I'm not sure what the fix here is, since no other browser I know of strips out Content-Type in GET requests. We could try to strip it out on the customer's behalf, but this might break other browsers that always try to send through a Content-Type (I haven't checked if any browsers do this).

[lavelle]

Fantastic, that fixed it! Thanks a lot for your help.

I personally don't mind about this -- I'm only using PhantomJS for testing, so having some extra code to fix it isn't a problem as it doesn't affect production code at all.

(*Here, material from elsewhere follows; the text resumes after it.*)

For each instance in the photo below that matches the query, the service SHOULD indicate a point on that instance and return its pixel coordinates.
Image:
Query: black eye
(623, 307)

Hope you find a way to fix it anyway though, sure it'd still be useful for some people.

[lsegal]

Looks like this seems to work in most browsers. I'm going to test this through in IE* but I don't expect this to be problematic. Thanks for reporting.

[lock]

This thread has been automatically locked since there has not been any recent activity after it was closed. Please open a new issue for related bugs and link to relevant comments in this thread.